- Introduction
- Why do people communicate?
- Different ways that people communicate
- How communication affects work and professional relationships
- The importance of being observant and responsive to an individual’s reactions
- How to establish an individual’s communication and language needs, wishes and preferences
- Barriers to communication
- How to check that communication has been understood
- Using communication skills to manage complex, sensitive, abusive or challenging situations and behaviours
- Example 1: An individual disclosing to you that they have been abused
- Example 2: An individual with schizophrenia experiencing frightening hallucinations
- Example 3: An individual in a heightened state of emotion becoming aggressive and threatening
- Example 4: An individual that is deafblind and only able to communicate via touch
- Confidentiality in day-to-day communication
- The tension between maintaining an individual’s confidentiality and disclosing concerns
- What is independent advocacy?
- Obtaining further support and guidance
Introduction
On this page, we will be looking at the importance of communication in health and social care.

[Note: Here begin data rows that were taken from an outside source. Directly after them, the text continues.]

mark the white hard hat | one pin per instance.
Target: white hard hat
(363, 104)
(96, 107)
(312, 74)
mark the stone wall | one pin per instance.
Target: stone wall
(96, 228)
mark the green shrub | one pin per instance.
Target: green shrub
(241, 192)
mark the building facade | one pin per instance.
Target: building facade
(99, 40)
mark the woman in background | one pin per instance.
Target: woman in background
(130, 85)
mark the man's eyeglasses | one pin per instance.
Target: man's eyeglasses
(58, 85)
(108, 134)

This will include the different methods that people use to communicate, as well as barriers to communication and ways to prevent misunderstandings. We will explore how to establish an individual’s preferred methods of communication and how effective communication can be used to positive effect in a variety of different situations.
We will also be touching on the importance of confidentiality in health and social care settings and how independent advocacy can be used to support individuals receiving care to have their voices heard.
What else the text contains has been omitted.